The Police and Fire Pension Fund is asking the Florida Supreme Court to overturn a Government in the Sunshine ruling that found the pension fund engaged in collective bargaining and therefore must conduct such sessions in public.
The First District Court of Appeal previously upheld a ruling by Circuit Court Judge Waddell Wallace in a lawsuit filed by Times-Union Editor Frank Denton.
Denton argued that Police and Fire Pension Fund has acted as an agent of police and firefighter unions and therefore public meeting requirements for collective bargaining sessions applied to the pension fund when it met with city administrators in 2013 to negotiate pension benefits.
The Police and Fire Pension Fund counters it isn’t an agent of the unions and does not engage in collective bargaining.
The pension fund’s legal brief, filed last week, argues that other appeals court decisions around Florida have repeatedly ruled the Florida Public Employees Relations Commission is the designated body for deciding collective bargaining questions, rather than a circuit court judge.
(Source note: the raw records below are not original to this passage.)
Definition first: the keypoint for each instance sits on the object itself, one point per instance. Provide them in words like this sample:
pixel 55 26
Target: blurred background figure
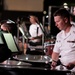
pixel 35 32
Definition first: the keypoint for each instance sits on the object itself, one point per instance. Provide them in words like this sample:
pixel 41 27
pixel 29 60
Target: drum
pixel 49 49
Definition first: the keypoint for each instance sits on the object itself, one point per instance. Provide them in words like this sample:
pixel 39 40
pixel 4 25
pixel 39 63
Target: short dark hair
pixel 62 12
The First District Court of Appeal’s opinion said Waddell’s finding about collective bargaining was a “threshold” determination for whether the Sunshine Law applied.
“Our position is the District Court of Appeal was correct in saying that the circuit judge has the power to decide the threshold question of whether there’s collective bargaining to apply the Sunshine statute,” said George Gabel, who is Denton’s attorney.